My commands for this class are different. The heeling, if we do heeling is done from the right and left side. The dog is not being controlled by the leash so if they are attached to the leash then forget you have it. This means no leash corrections at all, don't even use the leash to guide the dog. Recalls don't involve a sit stay. The dog races back to you as fast as they can looking at your hand so that you can point them in their next direction. Downs do not involve a sit. The down is now suppose to be a straight down from a standing position. Bridget always sat on her way to the down instead of going straight down. 

I love the energy of the class. I feel like we get a lot done and I'm actually learning. This is one of the advance classes and the instructor said I was ready for it so we are giving it a try. It is so different to see a class without corrections. Of course it would seem all the dogs in the class are pretty well behaved so we didn't have any problems the first day. I felt Bridget was behind everyone else and the instructor agreed so she gave me more homework.


----------



## Maxy24 (Mar 5, 2011)

It sounds to me like the agility class is just much more positive and motivational than your obedience class. I always teach obedience commands off leash because I don't use leash (or any) corrections during training. I also find when I use a leash I am restricting or guiding the dog, not letting him make his own decisions and use his brain. No leash means he is free to make errors and actually think about what he must do to succeed, he's not being guided along. It sounds like you go to a more traditional punishment and molding type obedience class, not one that uses any sort of shaping or focuses on positive reinforcement and letting the dog make decisions, so I do think it'll take some adjusting to for you but I'm glad you like the atmosphere so far, I find up beat positive reinforcement classes to be much more enjoyable for both human and dog.
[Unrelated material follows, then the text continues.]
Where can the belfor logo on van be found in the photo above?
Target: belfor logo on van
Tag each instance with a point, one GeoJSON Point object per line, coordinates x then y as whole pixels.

What you need to figure out is whether or not the actual behaviors that are being used in agility are okay for obedience (assuming you are wanting to compete in obedience). I know for sure going straight from a stand to a down is fine, down means down no matter what the dog is doing. It's easier to just say down then to have to say sit first. It is usually taught with a sit first because it's just easier to teach new dogs and new owners.

I would teach one command for left heeling and one for right heeling (or use two different hand signals). I would only change the left heeling command from what it is now if the heeling done in agility is supposed to be farther away or not in a perfect position since obedience heeling is supposed to be very tight and specific and I wouldn't want the dog thinking he can heel out far or lag/go ahead in obedience.

If I remember correctly in obedience the dog must recall to the front position, sitting straight in front of you, and can then be directed into a heel position or whatever it is you need them to do. I would say that all you have to do to adapt the agility recall for obedience is have a hand signal that means sit in front, so as the dog is racing towards you watching your hand for the next direction you can bring it up in front of you in the hand signal for sitting in front and the dog will comply. Again, not having the dog do a sit stay first is just making a better recall, come means come no matter what you are doing. Dogs that are taught only to come from a sit stay might be caught completely off guard if you suddenly call them when they are doing anything else, they think come only means come if they were put into a sit first!

What obedience rules do you feel like you're breaking exactly? 

Good luck with the class, I'm sure you'll both love agility!


----------



## bridget246 (Oct 26, 2011)

On the recall. Like you said the dog is suppose to come in front of me and sit. We did always teach it from a sit or down stay. Don't know why but that is what they had us do. 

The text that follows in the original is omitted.